Another nifty trick is to begin paying for your student loans while you’re still in college. Student loans hold a special place in the hearts of creditors and have a very serious value, so make sure you pay them. You can, however, get a head start and begin making payments on these loans while you are still in school. Not only does this boost your credit score but it also cuts down on the money that you actually have to pay back in the long-term due to interest. Call the company that holds your student loans and ask them about a small fixed payment you can make every month and they will work with you to set it up. Spend only what you can afford, and understand that at this point even a small amount of money will go a long way. If your parents are making payments for you or footing the entire bill then cheers to you. However, you should make sure that the payments and the loans are under your name so that the credit goes to you as well. If not, politely ask your folks to have your name added to the loan and forward the money that was being used to make the payments to your account so that you can begin making them yourself. They should be ok with this small gesture since they are already paying for your education.
Never miss a payment, never be late for a payment. Ever.
If you keep up with both these things, by the time you graduate you should have a credit score in the 700+ range which is very impressive. As you move into the real world you will qualify for that new car you need to replace your bicycle. You’ll be approved for that awesome apartment you can barely afford. You’ll be set up for a “Yes” when you enter the market to purchase a new house. It will likely even help you as you apply for a job. In addition, as your credit gets stronger and stronger, you will begin to have access to premium credit cards with substantial benefits. These benefits come in a myriad of different forms, such as: cash back on purchases, airline miles, hotel rewards, lower interest rates, etc. With that bulging credit score of yours and a steady job (presumably) you can qualify and be approved for any of these programs and select which one works best for you. Options, remember? Good stuff.

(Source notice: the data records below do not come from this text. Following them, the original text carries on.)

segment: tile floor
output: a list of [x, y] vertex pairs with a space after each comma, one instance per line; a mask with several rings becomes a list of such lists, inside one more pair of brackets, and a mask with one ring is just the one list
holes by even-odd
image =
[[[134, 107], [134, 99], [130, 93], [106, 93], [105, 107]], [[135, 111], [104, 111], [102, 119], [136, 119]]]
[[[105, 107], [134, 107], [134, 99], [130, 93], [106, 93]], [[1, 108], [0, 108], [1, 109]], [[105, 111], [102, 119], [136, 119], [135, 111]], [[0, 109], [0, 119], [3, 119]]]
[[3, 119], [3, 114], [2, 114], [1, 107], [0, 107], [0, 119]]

I personally was able to pay for a 3 week trip across Europe with miles that I had accrued on my credit card from spending money on normal, everyday things. There I was, in Italy, at a 3 Michelin Starred restaurant, eating truffles and drinking beautiful wine, and when the bill came I handed the waiter my card knowing that there would be no foreign transaction fees, and that I had just earned even more miles to pay for the trip I was so thoroughly enjoying.
All of this made possible because of strong credit.
I am 25, I have a steady job, and I live in a great house in an amazing city, my credit score is in the high 700’s. I don’t make a lot of money, but I live a pretty comfortable existence because I gave myself some credit and you can do the same.